I dati Istat del 2017 ci dicono che in Italia circa il 72% delle aziende con più di 10 addetti ha un sito web o comunque una pagina su internet che le rappresenta.
Volendo, si può leggere anche il dato al contrario: circa il 28% delle aziende con più di 10 addetti non ha un sito web o una pagina su internet che le rappresenta.
Qualche altro dato utile: il campione di riferimento è di circa 184mila imprese e l’Italia è indietro di circa 5 punti percentuali rispetto al resto d’Europa.

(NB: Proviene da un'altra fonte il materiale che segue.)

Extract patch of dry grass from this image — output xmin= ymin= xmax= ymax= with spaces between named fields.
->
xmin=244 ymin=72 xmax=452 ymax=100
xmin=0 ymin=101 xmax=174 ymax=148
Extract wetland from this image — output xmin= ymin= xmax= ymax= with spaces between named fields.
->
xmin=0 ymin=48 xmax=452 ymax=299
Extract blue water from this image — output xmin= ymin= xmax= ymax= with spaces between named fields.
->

Quello che però non emerge da questi dati statistici è la risposta ad una domanda di difficile risposta ma fondamentale nella sostanza:
“quanto è effettivamente utile all’impresa il sito web o la pagina internet che la rappresenta”?

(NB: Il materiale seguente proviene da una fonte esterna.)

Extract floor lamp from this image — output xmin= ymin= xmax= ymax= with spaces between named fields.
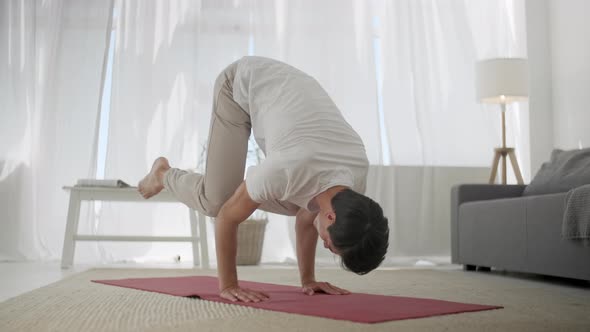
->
xmin=475 ymin=58 xmax=528 ymax=184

C’è infatti una differenza abissale tra un’impresa che usa regolarmente il proprio sito web per comunicare con i suoi interlocutori di riferimento facendo crescere il proprio valore rispetto ad un’impresa che in un determinato momento ha pubblicato in rete un sito ma, nella sostanza, lo ha abbandonato.
Di siti ormai “orfani”, purtroppo, è pieno il web: alcuni sono diventati obsoleti nel tempo, per via delle soluzioni tecnologiche adottate in fase di sviluppo, mentre altri erano già dall’inizio poco utili all’impresa, realizzati più per “esserci” che per reale volontà di investire in uno strumento utile all’azienda.

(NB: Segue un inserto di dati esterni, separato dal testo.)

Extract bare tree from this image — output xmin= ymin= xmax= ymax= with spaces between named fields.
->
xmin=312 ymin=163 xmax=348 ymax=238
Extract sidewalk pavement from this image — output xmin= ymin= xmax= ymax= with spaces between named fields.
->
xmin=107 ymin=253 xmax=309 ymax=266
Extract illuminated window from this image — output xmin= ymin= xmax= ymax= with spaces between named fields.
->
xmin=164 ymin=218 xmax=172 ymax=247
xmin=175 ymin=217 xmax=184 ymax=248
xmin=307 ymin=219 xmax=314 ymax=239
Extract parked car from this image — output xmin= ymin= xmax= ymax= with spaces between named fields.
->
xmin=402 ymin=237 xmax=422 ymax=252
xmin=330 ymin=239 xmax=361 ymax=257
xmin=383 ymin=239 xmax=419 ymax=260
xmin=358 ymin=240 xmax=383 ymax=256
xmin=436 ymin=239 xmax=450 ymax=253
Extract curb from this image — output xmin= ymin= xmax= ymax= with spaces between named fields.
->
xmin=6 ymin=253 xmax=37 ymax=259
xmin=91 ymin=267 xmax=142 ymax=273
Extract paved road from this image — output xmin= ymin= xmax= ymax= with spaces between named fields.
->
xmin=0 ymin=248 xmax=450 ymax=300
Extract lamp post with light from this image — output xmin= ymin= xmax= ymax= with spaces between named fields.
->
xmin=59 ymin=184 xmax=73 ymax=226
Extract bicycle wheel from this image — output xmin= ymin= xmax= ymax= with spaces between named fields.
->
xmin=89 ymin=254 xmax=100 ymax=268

Altri ancora, invece, hanno le carte in regola per essere attuali ed utili ma – per qualche ragione – non sono più oggetto delle attenzioni dell’impresa e non vengono aggiornati, diventando irrilevanti o addirittura controproducenti per l’azienda.
Se in quest’ultimo caso l’intervento potrebbe essere una revisione dei processi aziendali utile a rimettere in opera il sito web come strumento di lavoro, nella maggior parte dei casi precedenti si fa largo una necessità:
procedere con il restyling del sito web.
Restyling: in italiano si può più tradurre come “rivisitazione”, tipicamente in ottica di miglioramento.
Dell’argomento ne avevamo già scritto nel 2012, con diverse riflessioni e spunti accompagnati da un elenco di domande.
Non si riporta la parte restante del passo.